On that front, I'm working thru Modern Painters II again, this time in the Library Edition, after a detour thru the bulk of the mid-period works on political economy. I'm also trying to tackle the secondary literature in a less scattershot manner than previously. For instance, I've just finished John D. Rosenberg's The Darkening Glass: A Portrait of Ruskin's Genius (Columbia UP, 1961), which can be said to have inaugurated "serious" modern Ruskin studies. It's a very smart book indeed, a cleanly written and enthusiastic overview of JR's career. Rosenberg doesn't mince words when he finds Ruskin falling into silliness or incoherence; nor, a bit more wincingly for me, does he restrain himself from gushing when he finds Ruskin compelling, particularly on the political economy: Unto This Last is great because "Its power is that of truth [my emphasis], as relevant to our age of superabudance as to Ruskin's of relative scarcity." Ouch. But then again – he's right, isn't he? and when's the last time you read a critic use the word "truth" without a trace of irony (& isn't that a trifle refreshing)?

5 comments:

Vance Maverick said...

Thanks for clearing up those legends for us -- I'm surprised to find that I was rather attached to both (the hair, and the bonfire). If you do this, don't let the disingenuous sense of "erotic" pass unchallenged.

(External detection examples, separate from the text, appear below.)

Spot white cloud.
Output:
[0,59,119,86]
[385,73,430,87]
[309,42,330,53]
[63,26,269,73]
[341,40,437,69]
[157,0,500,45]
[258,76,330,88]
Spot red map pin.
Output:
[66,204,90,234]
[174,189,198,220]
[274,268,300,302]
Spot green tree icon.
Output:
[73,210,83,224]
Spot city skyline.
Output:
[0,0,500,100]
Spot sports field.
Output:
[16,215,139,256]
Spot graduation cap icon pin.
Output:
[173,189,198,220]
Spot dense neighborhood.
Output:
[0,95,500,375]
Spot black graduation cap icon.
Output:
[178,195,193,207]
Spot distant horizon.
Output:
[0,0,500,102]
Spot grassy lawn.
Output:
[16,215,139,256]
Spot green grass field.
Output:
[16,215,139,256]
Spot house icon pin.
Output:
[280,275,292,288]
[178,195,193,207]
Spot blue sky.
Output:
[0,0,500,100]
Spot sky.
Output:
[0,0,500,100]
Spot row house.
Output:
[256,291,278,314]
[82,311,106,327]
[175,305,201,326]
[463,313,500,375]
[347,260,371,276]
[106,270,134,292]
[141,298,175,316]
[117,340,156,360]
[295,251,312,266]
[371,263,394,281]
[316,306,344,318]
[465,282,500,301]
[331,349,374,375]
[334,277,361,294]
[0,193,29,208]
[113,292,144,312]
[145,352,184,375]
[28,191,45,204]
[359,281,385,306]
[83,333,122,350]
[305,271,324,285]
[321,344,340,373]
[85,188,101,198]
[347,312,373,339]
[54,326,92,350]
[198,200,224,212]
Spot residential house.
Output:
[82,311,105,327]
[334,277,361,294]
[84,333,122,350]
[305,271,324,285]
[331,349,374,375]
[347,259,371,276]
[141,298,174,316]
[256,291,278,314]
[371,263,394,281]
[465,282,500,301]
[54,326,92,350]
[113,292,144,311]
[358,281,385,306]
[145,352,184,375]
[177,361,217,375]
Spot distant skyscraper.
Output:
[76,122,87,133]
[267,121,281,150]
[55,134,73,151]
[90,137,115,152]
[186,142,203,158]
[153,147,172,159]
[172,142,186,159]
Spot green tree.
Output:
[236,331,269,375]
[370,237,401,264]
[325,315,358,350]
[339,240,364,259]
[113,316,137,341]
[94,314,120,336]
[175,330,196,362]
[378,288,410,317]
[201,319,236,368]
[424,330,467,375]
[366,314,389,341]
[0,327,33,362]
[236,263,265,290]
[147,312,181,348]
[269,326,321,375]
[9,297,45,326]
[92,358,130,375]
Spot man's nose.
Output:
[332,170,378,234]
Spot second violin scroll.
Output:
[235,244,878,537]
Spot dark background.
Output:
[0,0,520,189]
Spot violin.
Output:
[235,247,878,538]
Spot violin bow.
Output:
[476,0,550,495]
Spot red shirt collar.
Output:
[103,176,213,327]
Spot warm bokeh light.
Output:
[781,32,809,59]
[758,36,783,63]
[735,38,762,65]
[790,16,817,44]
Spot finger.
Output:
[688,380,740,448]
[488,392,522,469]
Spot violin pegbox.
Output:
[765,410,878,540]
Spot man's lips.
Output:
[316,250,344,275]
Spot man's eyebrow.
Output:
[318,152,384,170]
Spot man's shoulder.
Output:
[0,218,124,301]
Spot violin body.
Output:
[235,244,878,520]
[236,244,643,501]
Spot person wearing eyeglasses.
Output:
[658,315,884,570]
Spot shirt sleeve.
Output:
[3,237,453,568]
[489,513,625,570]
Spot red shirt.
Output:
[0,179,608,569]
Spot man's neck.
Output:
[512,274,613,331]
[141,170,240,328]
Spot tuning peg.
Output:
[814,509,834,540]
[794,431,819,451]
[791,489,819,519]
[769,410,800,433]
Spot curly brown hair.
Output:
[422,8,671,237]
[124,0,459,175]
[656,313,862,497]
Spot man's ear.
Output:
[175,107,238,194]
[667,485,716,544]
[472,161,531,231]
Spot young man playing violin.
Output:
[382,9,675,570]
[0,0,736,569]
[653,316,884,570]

Does "pin-up" have some other sense in the Old Country? It seems especially inapt in this connection. Perhaps Wise said "pre-nup", or some other more plausible syllables that the reporter miscaught.

Anonymous said...

R., I aver, completely misunderstood JMWT amid his flights of flimsy fulminations - in love with his own rhetoric.
Others more qualified than I, confirm that he was equally wrong about Venitian artists and on other subjects.
He - against JMWT wishes - hitched his teenage enthusiasm to England's greatest artist - an opportunist per excellence.
Douglass Montrose-Graem
Founder in 1973
The Turner Museum
www.turnermuseum.org
PS Destroying some of JMWT's erotic work was one of the great cultural crimes of the century.
Deserting the Trusteeship of JMWT's estate was an act cowardice.
Ruskin - the multiple criminal - RIP.

Steven Fama said...

"Lyric essay" for D'Agata's book also because he at the back explains how he conflated, combined, and time-shifted events. At least one reviewer -- for the Washington Post has suggested doing that undermines the presentation. I think it does too.